We also exploit an unanticipated minimum wage policy reform in 2004 to test whether the degree of enforcement affects estimated of the impact of the minimum wage on employment. We find that the increased enforcement from 2004 onwards amplified this heterogenous effect, suggesting that the increased enforcement may have reduced the monopsony rent of firms.
Rising labor costs in China are a widely discussed topic among policymakers and economists. In the period from 1998 to 2010, the average growth rate of real wages was 13.8 percent, which exceeds the real GDP growth rate as well as the growth of labor productivity(Li et al., 2012). Among labor market policy tools, minimum wage policy has been considered to be a major force driving increases in wages and reductions of employment. A majority of the recent studies, following Neumark (2001), use the nice provinces urban household survey data to review the effect of minimum wage policy. Wang and Gunderson (2011) show that minimum wage has negative employment effects in slower growing regions, with even greater negative effects in non-state- owned organizations. Fang and Lin (2013) find that minimum wage changes have significant effects on employment in the more prosperous Eastern part of China, resulting in employment reduction for females, young adults, and less-skilled workers.
To the best of our knowledge, this is one of the first studies to show a heterogeneous effect of minimum wage on employment using a county level data set which tracks firms across China using an industry survey. We provide new empirical evidence on the effect the minimum wage policy and reform have on firm employment, and suggest a new framework to study how corporate decisions respond to labor market shocks.
This paper is related to the growing literature which reconsiders the impact on firm employment using local controls across US states and incorporating time varying heterogeneity. Allegretto et al. (2011) and Allegretto et al. (2013) have studied explicitly the lagged effects, wage group dynamics, and shifts in the employment flow using credible research designs. Hirsch et al. (2011) and Schmitt (2013)show no discernible effect on employment by firm’s productivityenhancing activities with the productivity-competition model. Our paper is the first to document heterogeneous effects connected to wage and profit margin differences using a monopsony model.
In our paper, we study how the Chinese government adjusts minimum wage policy to avoid the paradox of costly enforcement, and maintain credible commitment of minimum wage at developing countries (Basu et al., 2010). The minimum wage policy of China provides new opportunities to evaluate the design and enforcement of labour market policy in emerging market countries, an issue which is also explored in (Bell (1997); Harrison and Leamer (1997); Lemos (2004); Lemos (2009)).
In addition, the primary implication of our study is that the effect of minimum wages are positive and small in magnitude during the period of rising minimum wages and increased enforcement in China. Policy makers must weigh the trade-off between the redistribution of welfare, and labour market flexibility(Sobel (1999); Blanchard et al. (2013)).

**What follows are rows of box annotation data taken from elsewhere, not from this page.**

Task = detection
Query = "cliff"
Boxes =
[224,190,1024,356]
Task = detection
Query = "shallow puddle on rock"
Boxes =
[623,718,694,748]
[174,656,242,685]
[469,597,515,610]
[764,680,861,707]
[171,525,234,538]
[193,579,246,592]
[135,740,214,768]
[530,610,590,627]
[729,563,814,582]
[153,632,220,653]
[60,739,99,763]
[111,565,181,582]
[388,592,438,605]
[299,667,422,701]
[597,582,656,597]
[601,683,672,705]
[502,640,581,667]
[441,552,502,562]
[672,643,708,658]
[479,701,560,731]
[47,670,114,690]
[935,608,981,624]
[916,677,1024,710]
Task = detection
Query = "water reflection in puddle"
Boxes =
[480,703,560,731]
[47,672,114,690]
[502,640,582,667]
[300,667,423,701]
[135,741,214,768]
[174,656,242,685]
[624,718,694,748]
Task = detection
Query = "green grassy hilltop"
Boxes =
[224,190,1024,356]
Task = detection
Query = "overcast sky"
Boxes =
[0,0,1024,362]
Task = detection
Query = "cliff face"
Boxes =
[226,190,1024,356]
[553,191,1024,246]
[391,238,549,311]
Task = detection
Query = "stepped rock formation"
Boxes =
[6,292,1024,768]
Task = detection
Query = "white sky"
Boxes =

We discuss the minimum wage policy in the next section. The remainder of our paper is structured as follows. We present theoretical background relating to labor market competition, and minimum wage effects in Section 3; describe the firm level data and minimum wage data as well as the other regional macro variables in Section 4, and present our empirical strategy for the minimum wage determinants and firm employment estimation in Section 5. In Section 6, we provide detailed results, and discuss the general effects and heterogeneous effects by wage group. In section 7, we explore the sensitivity of employment to an enforcement shock and investigate further robustness check. Section 8 concludes.